Oral GLP-1R agonist OHP2 drives astrocyte-neuron metabolic coupling, showing neuroprotective potential in Alzheimer's disease

Metabolic dysfunction is a critical, yet often overlooked, factor in the progression of Alzheimer's disease (AD), contributing significantly to neuronal degeneration and cognitive decline. Current therapeutic strategies for AD often fall short, failing to address the underlying metabolic imbalances effectively. Glucagon-like peptide-1 receptor agonists (GLP-1RAs) have shown promise due to their neuroprotective properties, but their clinical utility for AD is hampered by poor blood-brain barrier (BBB) penetration and the lack of effective oral formulations. This study addresses the gap by investigating a novel oral GLP-1R agonist designed to cross the BBB and modulate cerebral metabolism.

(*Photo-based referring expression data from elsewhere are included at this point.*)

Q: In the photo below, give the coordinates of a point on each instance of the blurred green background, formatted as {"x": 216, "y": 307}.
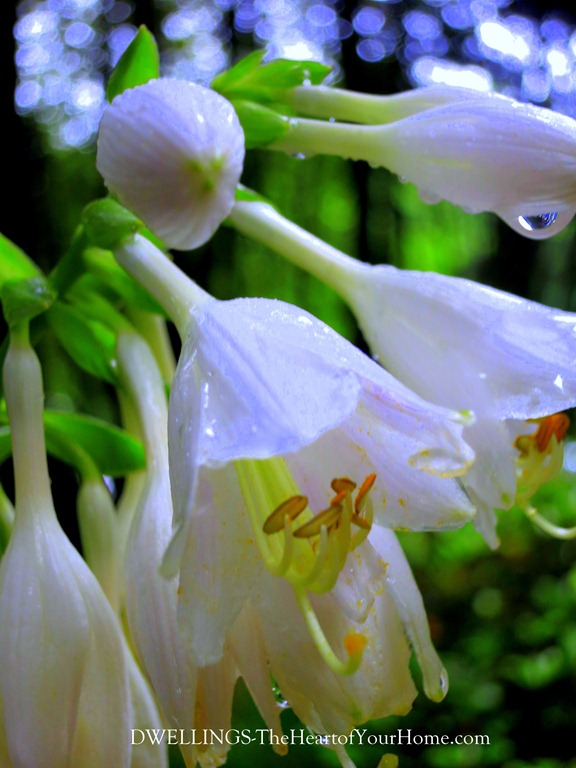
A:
{"x": 504, "y": 622}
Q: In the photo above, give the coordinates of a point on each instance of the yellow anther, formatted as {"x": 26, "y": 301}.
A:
{"x": 361, "y": 522}
{"x": 354, "y": 643}
{"x": 290, "y": 509}
{"x": 327, "y": 518}
{"x": 555, "y": 425}
{"x": 540, "y": 460}
{"x": 340, "y": 484}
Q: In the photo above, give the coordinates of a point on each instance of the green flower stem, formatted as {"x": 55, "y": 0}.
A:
{"x": 323, "y": 102}
{"x": 143, "y": 383}
{"x": 353, "y": 142}
{"x": 153, "y": 328}
{"x": 99, "y": 308}
{"x": 263, "y": 223}
{"x": 172, "y": 289}
{"x": 6, "y": 520}
{"x": 25, "y": 402}
{"x": 71, "y": 266}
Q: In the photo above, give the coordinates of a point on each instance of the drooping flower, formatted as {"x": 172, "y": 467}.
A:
{"x": 172, "y": 151}
{"x": 461, "y": 345}
{"x": 271, "y": 415}
{"x": 63, "y": 677}
{"x": 371, "y": 109}
{"x": 482, "y": 153}
{"x": 190, "y": 697}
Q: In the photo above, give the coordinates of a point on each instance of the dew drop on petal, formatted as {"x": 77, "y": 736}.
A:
{"x": 538, "y": 226}
{"x": 542, "y": 221}
{"x": 444, "y": 682}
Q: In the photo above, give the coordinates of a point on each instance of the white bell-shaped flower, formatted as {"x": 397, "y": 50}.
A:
{"x": 481, "y": 152}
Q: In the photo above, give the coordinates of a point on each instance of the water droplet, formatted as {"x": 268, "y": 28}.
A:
{"x": 541, "y": 221}
{"x": 538, "y": 226}
{"x": 444, "y": 681}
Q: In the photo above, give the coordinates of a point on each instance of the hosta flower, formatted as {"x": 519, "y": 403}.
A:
{"x": 287, "y": 408}
{"x": 63, "y": 677}
{"x": 172, "y": 151}
{"x": 483, "y": 154}
{"x": 191, "y": 697}
{"x": 286, "y": 444}
{"x": 461, "y": 345}
{"x": 352, "y": 106}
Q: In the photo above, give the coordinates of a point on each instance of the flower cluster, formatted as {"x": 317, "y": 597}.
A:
{"x": 256, "y": 538}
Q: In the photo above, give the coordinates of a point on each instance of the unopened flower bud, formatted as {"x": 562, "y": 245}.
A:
{"x": 172, "y": 151}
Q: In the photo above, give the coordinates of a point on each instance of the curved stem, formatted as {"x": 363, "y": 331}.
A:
{"x": 25, "y": 402}
{"x": 174, "y": 291}
{"x": 347, "y": 140}
{"x": 558, "y": 532}
{"x": 263, "y": 223}
{"x": 321, "y": 642}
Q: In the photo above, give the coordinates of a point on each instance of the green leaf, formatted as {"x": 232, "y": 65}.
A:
{"x": 265, "y": 83}
{"x": 247, "y": 195}
{"x": 25, "y": 299}
{"x": 107, "y": 223}
{"x": 260, "y": 124}
{"x": 113, "y": 450}
{"x": 103, "y": 267}
{"x": 139, "y": 63}
{"x": 14, "y": 263}
{"x": 90, "y": 344}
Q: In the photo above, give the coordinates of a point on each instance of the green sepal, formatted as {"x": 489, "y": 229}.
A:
{"x": 24, "y": 299}
{"x": 265, "y": 83}
{"x": 14, "y": 263}
{"x": 113, "y": 450}
{"x": 102, "y": 267}
{"x": 139, "y": 63}
{"x": 90, "y": 344}
{"x": 71, "y": 266}
{"x": 5, "y": 444}
{"x": 68, "y": 435}
{"x": 247, "y": 195}
{"x": 107, "y": 223}
{"x": 261, "y": 125}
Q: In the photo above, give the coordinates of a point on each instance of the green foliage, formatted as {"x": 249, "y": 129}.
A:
{"x": 107, "y": 223}
{"x": 265, "y": 83}
{"x": 261, "y": 125}
{"x": 139, "y": 63}
{"x": 69, "y": 436}
{"x": 24, "y": 299}
{"x": 14, "y": 263}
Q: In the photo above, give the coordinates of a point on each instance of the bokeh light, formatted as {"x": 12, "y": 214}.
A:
{"x": 66, "y": 48}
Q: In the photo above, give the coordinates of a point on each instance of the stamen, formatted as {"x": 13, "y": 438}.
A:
{"x": 556, "y": 425}
{"x": 540, "y": 460}
{"x": 354, "y": 649}
{"x": 340, "y": 484}
{"x": 290, "y": 509}
{"x": 557, "y": 531}
{"x": 361, "y": 495}
{"x": 327, "y": 518}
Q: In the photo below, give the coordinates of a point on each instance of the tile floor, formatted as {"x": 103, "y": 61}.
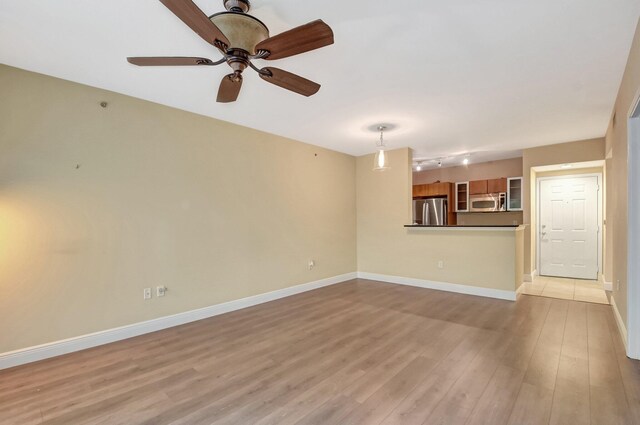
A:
{"x": 569, "y": 289}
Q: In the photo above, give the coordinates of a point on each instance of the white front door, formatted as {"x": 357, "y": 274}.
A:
{"x": 568, "y": 227}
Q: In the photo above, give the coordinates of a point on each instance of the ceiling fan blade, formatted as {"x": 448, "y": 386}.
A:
{"x": 289, "y": 81}
{"x": 169, "y": 61}
{"x": 229, "y": 88}
{"x": 195, "y": 18}
{"x": 298, "y": 40}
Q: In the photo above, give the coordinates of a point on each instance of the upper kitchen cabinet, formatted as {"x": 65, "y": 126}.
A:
{"x": 462, "y": 197}
{"x": 514, "y": 194}
{"x": 478, "y": 187}
{"x": 432, "y": 190}
{"x": 497, "y": 185}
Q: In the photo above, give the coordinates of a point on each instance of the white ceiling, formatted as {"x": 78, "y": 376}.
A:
{"x": 453, "y": 76}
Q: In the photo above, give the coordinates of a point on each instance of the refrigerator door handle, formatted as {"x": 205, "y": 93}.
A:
{"x": 425, "y": 214}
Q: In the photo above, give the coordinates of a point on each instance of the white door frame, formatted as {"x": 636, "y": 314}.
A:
{"x": 633, "y": 230}
{"x": 600, "y": 216}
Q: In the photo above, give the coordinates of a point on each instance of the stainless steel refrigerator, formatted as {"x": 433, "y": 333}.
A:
{"x": 430, "y": 211}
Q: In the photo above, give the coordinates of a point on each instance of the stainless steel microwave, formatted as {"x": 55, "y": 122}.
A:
{"x": 488, "y": 202}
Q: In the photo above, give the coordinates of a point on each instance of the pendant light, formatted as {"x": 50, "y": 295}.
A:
{"x": 381, "y": 160}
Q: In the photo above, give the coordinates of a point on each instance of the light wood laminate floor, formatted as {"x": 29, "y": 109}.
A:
{"x": 591, "y": 291}
{"x": 360, "y": 352}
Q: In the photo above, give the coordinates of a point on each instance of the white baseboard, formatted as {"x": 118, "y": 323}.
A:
{"x": 442, "y": 286}
{"x": 620, "y": 323}
{"x": 57, "y": 348}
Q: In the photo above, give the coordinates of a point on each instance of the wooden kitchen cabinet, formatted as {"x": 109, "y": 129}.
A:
{"x": 497, "y": 185}
{"x": 478, "y": 187}
{"x": 433, "y": 189}
{"x": 462, "y": 197}
{"x": 514, "y": 194}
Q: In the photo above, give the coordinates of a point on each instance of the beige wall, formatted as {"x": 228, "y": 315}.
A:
{"x": 476, "y": 258}
{"x": 581, "y": 151}
{"x": 616, "y": 144}
{"x": 481, "y": 171}
{"x": 96, "y": 204}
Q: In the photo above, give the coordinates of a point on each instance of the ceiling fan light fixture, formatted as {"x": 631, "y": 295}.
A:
{"x": 381, "y": 159}
{"x": 243, "y": 31}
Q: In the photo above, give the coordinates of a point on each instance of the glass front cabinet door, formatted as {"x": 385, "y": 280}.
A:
{"x": 514, "y": 194}
{"x": 462, "y": 197}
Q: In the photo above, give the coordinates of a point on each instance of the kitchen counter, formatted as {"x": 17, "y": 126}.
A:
{"x": 481, "y": 226}
{"x": 495, "y": 228}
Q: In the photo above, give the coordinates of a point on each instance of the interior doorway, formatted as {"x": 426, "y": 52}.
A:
{"x": 569, "y": 216}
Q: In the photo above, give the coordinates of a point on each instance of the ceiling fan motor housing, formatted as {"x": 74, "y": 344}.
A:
{"x": 241, "y": 6}
{"x": 243, "y": 31}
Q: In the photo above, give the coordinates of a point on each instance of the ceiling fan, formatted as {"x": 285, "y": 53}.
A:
{"x": 242, "y": 38}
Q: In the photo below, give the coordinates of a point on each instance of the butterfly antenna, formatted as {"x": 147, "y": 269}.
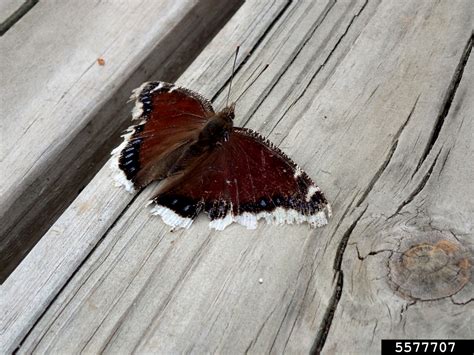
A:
{"x": 253, "y": 81}
{"x": 232, "y": 76}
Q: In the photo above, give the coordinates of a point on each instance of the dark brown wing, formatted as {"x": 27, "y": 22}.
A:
{"x": 169, "y": 119}
{"x": 244, "y": 180}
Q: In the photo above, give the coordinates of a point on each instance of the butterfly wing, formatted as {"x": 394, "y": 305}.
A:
{"x": 169, "y": 119}
{"x": 244, "y": 180}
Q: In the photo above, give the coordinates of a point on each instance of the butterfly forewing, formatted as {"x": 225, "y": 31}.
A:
{"x": 169, "y": 119}
{"x": 244, "y": 180}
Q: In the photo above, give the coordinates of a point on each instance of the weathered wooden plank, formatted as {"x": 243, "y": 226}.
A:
{"x": 359, "y": 79}
{"x": 12, "y": 11}
{"x": 63, "y": 107}
{"x": 40, "y": 276}
{"x": 408, "y": 267}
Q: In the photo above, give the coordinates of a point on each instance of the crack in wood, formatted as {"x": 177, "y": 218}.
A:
{"x": 322, "y": 65}
{"x": 16, "y": 16}
{"x": 288, "y": 65}
{"x": 323, "y": 332}
{"x": 390, "y": 154}
{"x": 447, "y": 101}
{"x": 253, "y": 49}
{"x": 60, "y": 291}
{"x": 417, "y": 189}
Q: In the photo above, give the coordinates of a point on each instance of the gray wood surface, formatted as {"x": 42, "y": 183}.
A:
{"x": 45, "y": 270}
{"x": 59, "y": 106}
{"x": 375, "y": 101}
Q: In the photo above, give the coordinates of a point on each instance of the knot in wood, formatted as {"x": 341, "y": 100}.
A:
{"x": 429, "y": 266}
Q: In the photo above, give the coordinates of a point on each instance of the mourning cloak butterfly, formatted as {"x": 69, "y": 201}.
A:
{"x": 205, "y": 164}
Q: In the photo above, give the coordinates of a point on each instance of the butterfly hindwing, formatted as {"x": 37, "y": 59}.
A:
{"x": 243, "y": 180}
{"x": 169, "y": 119}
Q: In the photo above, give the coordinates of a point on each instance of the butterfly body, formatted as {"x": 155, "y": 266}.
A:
{"x": 204, "y": 163}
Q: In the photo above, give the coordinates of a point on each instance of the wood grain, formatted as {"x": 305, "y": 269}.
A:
{"x": 44, "y": 271}
{"x": 373, "y": 100}
{"x": 65, "y": 111}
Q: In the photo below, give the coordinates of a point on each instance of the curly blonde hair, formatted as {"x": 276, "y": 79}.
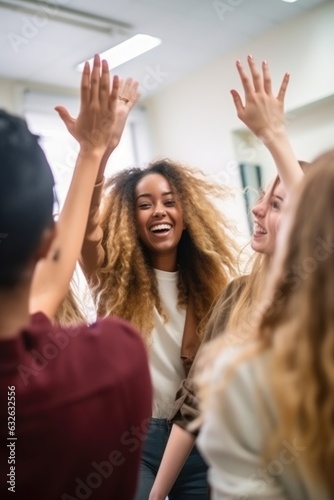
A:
{"x": 69, "y": 312}
{"x": 206, "y": 258}
{"x": 297, "y": 325}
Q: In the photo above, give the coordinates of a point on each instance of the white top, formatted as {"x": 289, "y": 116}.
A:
{"x": 232, "y": 440}
{"x": 166, "y": 366}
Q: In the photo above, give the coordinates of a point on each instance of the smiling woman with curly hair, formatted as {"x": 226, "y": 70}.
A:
{"x": 158, "y": 255}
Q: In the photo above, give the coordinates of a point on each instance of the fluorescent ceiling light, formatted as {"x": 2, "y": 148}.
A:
{"x": 123, "y": 52}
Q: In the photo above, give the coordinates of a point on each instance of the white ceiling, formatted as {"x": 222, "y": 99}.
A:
{"x": 193, "y": 33}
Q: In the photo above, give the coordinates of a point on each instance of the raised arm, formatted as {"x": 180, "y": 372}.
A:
{"x": 93, "y": 129}
{"x": 92, "y": 252}
{"x": 263, "y": 113}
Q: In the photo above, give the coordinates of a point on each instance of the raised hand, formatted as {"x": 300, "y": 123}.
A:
{"x": 263, "y": 112}
{"x": 128, "y": 96}
{"x": 98, "y": 100}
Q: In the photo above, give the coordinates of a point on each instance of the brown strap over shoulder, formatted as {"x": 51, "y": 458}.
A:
{"x": 190, "y": 341}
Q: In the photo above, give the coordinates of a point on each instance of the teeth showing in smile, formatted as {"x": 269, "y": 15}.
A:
{"x": 160, "y": 227}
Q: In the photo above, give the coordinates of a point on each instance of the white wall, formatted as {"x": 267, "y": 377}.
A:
{"x": 193, "y": 120}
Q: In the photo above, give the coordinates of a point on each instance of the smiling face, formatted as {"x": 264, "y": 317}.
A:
{"x": 267, "y": 214}
{"x": 159, "y": 220}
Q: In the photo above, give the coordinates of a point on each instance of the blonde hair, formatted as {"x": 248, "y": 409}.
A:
{"x": 297, "y": 325}
{"x": 126, "y": 282}
{"x": 69, "y": 312}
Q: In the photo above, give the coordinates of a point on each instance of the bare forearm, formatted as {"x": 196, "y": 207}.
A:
{"x": 286, "y": 162}
{"x": 52, "y": 276}
{"x": 180, "y": 444}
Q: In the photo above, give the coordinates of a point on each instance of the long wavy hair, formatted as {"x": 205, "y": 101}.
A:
{"x": 297, "y": 326}
{"x": 206, "y": 257}
{"x": 69, "y": 312}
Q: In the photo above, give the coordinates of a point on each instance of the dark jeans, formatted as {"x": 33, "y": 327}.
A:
{"x": 191, "y": 483}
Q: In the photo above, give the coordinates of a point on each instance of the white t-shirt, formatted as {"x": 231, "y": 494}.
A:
{"x": 166, "y": 366}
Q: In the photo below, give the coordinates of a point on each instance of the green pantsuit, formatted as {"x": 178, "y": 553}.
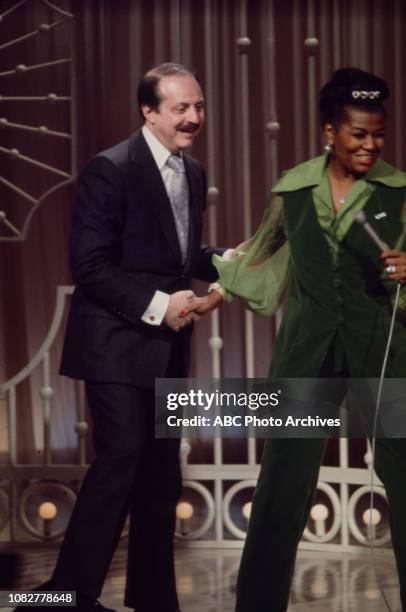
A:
{"x": 339, "y": 303}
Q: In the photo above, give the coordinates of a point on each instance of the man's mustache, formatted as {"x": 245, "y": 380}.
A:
{"x": 189, "y": 127}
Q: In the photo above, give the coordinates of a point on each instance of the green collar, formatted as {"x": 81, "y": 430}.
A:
{"x": 311, "y": 172}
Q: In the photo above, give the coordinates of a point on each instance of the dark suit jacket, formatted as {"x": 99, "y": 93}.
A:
{"x": 124, "y": 247}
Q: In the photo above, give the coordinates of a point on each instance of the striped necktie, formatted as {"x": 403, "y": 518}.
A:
{"x": 178, "y": 192}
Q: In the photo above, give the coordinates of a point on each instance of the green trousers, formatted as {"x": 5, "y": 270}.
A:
{"x": 280, "y": 510}
{"x": 284, "y": 496}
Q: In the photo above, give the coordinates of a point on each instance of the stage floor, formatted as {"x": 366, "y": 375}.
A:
{"x": 324, "y": 582}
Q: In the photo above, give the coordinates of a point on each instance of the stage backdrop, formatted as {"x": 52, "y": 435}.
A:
{"x": 261, "y": 64}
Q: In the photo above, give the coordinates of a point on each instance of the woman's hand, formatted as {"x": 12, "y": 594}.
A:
{"x": 395, "y": 265}
{"x": 202, "y": 305}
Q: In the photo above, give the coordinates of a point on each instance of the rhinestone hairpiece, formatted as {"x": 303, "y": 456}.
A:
{"x": 371, "y": 95}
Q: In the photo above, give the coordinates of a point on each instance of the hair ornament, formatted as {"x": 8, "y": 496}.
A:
{"x": 364, "y": 95}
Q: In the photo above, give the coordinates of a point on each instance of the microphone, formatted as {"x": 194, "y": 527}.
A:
{"x": 362, "y": 220}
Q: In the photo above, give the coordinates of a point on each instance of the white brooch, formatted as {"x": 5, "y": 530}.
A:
{"x": 372, "y": 95}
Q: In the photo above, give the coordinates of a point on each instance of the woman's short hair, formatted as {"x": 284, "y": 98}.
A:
{"x": 148, "y": 89}
{"x": 351, "y": 88}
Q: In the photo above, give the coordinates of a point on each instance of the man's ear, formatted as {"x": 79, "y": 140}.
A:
{"x": 149, "y": 114}
{"x": 329, "y": 133}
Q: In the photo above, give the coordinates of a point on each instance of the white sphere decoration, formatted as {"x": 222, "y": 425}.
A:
{"x": 243, "y": 43}
{"x": 246, "y": 510}
{"x": 184, "y": 511}
{"x": 372, "y": 517}
{"x": 273, "y": 128}
{"x": 212, "y": 193}
{"x": 81, "y": 428}
{"x": 311, "y": 43}
{"x": 319, "y": 588}
{"x": 216, "y": 343}
{"x": 185, "y": 584}
{"x": 47, "y": 511}
{"x": 319, "y": 512}
{"x": 46, "y": 392}
{"x": 185, "y": 447}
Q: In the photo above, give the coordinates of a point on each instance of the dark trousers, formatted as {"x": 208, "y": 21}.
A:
{"x": 133, "y": 473}
{"x": 282, "y": 502}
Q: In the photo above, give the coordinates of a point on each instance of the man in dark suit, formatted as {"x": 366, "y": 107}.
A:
{"x": 135, "y": 247}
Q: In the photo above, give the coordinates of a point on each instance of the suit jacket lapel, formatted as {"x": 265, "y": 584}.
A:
{"x": 149, "y": 178}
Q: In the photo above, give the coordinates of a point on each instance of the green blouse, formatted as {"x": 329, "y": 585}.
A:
{"x": 260, "y": 273}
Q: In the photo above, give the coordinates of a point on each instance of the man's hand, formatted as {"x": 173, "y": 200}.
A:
{"x": 179, "y": 302}
{"x": 395, "y": 265}
{"x": 202, "y": 305}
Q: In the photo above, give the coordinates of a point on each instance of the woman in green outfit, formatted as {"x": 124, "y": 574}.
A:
{"x": 340, "y": 289}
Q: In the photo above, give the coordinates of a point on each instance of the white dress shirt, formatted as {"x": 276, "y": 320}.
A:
{"x": 155, "y": 312}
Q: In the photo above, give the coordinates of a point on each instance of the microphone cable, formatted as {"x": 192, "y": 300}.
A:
{"x": 373, "y": 445}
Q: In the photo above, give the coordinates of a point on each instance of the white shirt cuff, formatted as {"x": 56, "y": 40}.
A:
{"x": 154, "y": 314}
{"x": 217, "y": 287}
{"x": 229, "y": 254}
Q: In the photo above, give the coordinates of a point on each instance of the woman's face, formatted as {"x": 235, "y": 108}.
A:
{"x": 357, "y": 142}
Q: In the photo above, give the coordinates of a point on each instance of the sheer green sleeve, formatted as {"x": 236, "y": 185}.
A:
{"x": 260, "y": 272}
{"x": 401, "y": 246}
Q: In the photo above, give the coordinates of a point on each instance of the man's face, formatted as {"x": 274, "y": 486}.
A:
{"x": 180, "y": 113}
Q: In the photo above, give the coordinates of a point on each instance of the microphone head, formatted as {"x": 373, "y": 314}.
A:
{"x": 360, "y": 217}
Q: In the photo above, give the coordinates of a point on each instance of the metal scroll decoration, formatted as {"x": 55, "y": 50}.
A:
{"x": 22, "y": 102}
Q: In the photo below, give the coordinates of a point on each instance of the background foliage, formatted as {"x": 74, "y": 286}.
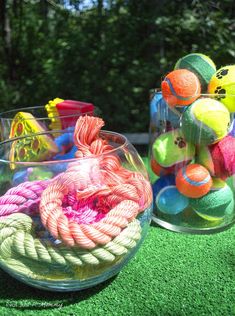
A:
{"x": 106, "y": 52}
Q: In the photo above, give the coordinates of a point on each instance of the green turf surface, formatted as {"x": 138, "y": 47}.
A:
{"x": 171, "y": 274}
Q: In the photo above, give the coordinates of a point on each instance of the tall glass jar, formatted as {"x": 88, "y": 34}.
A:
{"x": 192, "y": 158}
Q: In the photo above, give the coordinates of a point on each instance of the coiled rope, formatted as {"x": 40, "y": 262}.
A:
{"x": 127, "y": 193}
{"x": 91, "y": 209}
{"x": 18, "y": 238}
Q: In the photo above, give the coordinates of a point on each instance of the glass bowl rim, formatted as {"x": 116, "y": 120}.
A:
{"x": 124, "y": 143}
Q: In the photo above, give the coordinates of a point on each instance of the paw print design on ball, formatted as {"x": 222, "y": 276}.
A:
{"x": 171, "y": 150}
{"x": 221, "y": 73}
{"x": 180, "y": 142}
{"x": 223, "y": 82}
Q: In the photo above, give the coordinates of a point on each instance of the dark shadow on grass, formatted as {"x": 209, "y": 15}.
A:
{"x": 24, "y": 297}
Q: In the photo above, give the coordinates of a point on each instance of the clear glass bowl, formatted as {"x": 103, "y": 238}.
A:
{"x": 191, "y": 154}
{"x": 29, "y": 120}
{"x": 70, "y": 224}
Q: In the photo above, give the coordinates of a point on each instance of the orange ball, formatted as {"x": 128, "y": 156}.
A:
{"x": 180, "y": 87}
{"x": 193, "y": 181}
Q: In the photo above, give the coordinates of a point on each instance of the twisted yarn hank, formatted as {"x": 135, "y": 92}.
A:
{"x": 23, "y": 198}
{"x": 126, "y": 193}
{"x": 18, "y": 240}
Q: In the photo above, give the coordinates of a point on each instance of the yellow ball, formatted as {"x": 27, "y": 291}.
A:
{"x": 222, "y": 84}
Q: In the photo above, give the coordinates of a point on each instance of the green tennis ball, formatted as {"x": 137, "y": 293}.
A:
{"x": 170, "y": 149}
{"x": 205, "y": 122}
{"x": 201, "y": 65}
{"x": 222, "y": 84}
{"x": 216, "y": 204}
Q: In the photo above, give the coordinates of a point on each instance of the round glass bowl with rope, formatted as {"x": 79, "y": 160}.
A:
{"x": 192, "y": 163}
{"x": 67, "y": 225}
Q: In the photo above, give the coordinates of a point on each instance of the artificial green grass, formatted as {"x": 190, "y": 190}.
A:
{"x": 171, "y": 274}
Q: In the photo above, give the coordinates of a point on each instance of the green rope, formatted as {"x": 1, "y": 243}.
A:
{"x": 20, "y": 247}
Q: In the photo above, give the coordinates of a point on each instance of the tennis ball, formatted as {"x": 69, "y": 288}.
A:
{"x": 205, "y": 122}
{"x": 201, "y": 65}
{"x": 170, "y": 149}
{"x": 167, "y": 197}
{"x": 193, "y": 180}
{"x": 216, "y": 204}
{"x": 222, "y": 84}
{"x": 162, "y": 116}
{"x": 218, "y": 158}
{"x": 180, "y": 87}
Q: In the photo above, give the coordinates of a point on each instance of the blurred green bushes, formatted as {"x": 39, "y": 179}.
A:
{"x": 109, "y": 53}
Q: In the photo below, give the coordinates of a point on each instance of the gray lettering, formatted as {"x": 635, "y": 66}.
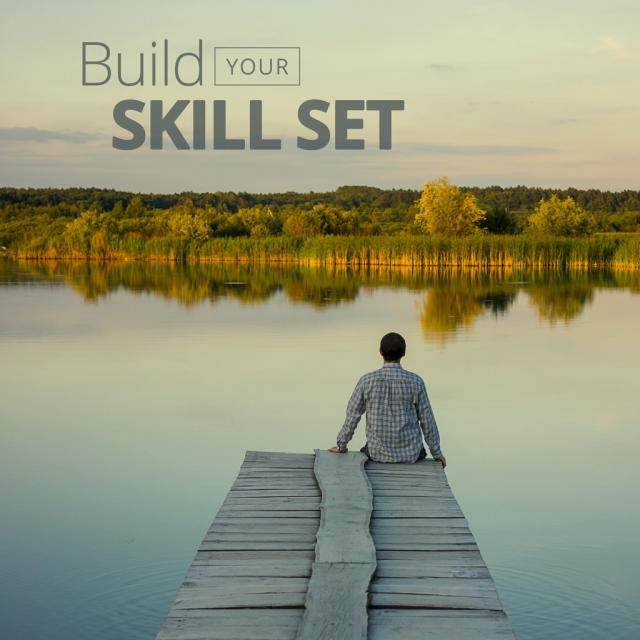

Researchers investigated OHP2, a novel oral GLP-1R agonist specifically engineered for blood-brain barrier permeability, as a potential therapeutic agent for Alzheimer's disease. The study focused on elucidating its mechanism of action, particularly its interaction with GLP-1R on astrocytes and the subsequent metabolic changes. The abstract did not specify the exact experimental model (e.g., specific cell lines, in vitro assays, or animal models), sample sizes, dosing regimens, or specific analytical techniques (Western blot, mass spectrometry) used to determine these effects. The primary objective was to demonstrate how OHP2 facilitates astrocyte-neuron metabolic coupling.

The study found that OHP2 primarily activates GLP-1R located on astrocytes, initiating a cascade of metabolic events. This activation significantly increased astrocyte aerobic glycolysis, leading to enhanced lactate release into the extracellular space. Neurons subsequently took up this astrocyte-derived lactate, which in turn elevated histone H3 lysine 9 lactylation (H3K9la). This H3K9la modification played a crucial role in facilitating lipid transport from neurons back to astrocytes, establishing a robust metabolic coupling. This continuous astrocyte-neuron metabolic exchange, sustained by OHP2, supports ongoing aerobic glycolysis and is proposed to alleviate metabolic disturbances characteristic of Alzheimer's disease. The H3K9la mechanism specifically links glucose and lipid metabolic cycles, demonstrating a novel pathway for GLP-1R action in the brain.

OHP2 activates astrocyte GLP-1R, driving lactate release and subsequent neuronal H3K9la, which facilitates neuron-to-astrocyte lipid transfer, establishing a metabolic coupling crucial for AD remission.